I have only seen one identifiable buck in recent weeks. It passed in front of my car early morning – the headlights defining its antlers – as it crossed the road from one drive way to another, stopping in a field, to glance from whence it came.
Assessing the turkey hatch is difficult, because of the difference in broods and the flocks forming.
One hen regularly herds her brood along the ditch line, and the six poults are small, indicating a late hatch.
Another hen is only slightly bigger than her five poults. She is a drill sergeant in command. Sunday, the birds were lined up along the edge of the road and stood at attention, while I slowly drove by.
There is an old maid – probably an outcast from the harem because age has taken its toll – that regularly patrols the area around the house, picking at the seeds and bugs. As I write this, she is strutting in the front yard under a pine, an hour after patrolling the area behind the house.
Somehow I feel a kinship.
Arguably, the turkey is the most successful introduction of a species in game management history, especially in Wisconsin.

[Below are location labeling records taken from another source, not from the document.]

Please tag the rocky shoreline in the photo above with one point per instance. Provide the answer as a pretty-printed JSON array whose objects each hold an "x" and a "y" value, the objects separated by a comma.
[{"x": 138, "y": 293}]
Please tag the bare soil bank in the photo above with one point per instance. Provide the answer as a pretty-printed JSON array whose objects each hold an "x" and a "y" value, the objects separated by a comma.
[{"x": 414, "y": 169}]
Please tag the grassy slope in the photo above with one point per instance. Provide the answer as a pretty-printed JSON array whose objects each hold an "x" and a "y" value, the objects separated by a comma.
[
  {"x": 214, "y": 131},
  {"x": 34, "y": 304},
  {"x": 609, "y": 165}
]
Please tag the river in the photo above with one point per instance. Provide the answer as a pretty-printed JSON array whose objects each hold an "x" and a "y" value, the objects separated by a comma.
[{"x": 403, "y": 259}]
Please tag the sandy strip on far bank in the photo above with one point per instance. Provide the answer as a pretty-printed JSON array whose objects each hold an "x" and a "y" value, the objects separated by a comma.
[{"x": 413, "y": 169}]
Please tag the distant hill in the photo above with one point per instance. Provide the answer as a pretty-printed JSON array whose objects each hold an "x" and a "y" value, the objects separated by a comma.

Many erroneously complain wolves were introduced by the state Department of Natural Resources, because they have increased in numbers to the point of being a detriment because of their predatory nature.
Wolves were an endangered species in the Western Great Lakes Region until 2009 when the U.S. Fish & Wildlife Service removed them from the list and gave management to the state DNR.
The wolf – like deer which migrated south from the north woods, where they were more prevalent when I was young – established packs as their numbers and packs increased in neighboring states, crossing borders.
Adrian Wydeven, a DNR large animal ecologist, and Eric Anderson, a wildlife management professor, both with ties to UW-Stevens Point, were often-used sources chronicling the increasing number of wolves in the state.
Wydeven chaired the Wisconsin Wolf Advisory Committee that included Anderson and more than 20 other members, when wolf management was given to the state by the F&WS in 2009.
They and many others had been involved in the wolf program and large animal management for several years. Management, including hunting, is reviewed and updated.
Nature sometimes gets a boost, such as the turkey introduction, and other times charts its own course, ignoring man’s invisible borders, as species expand their territory.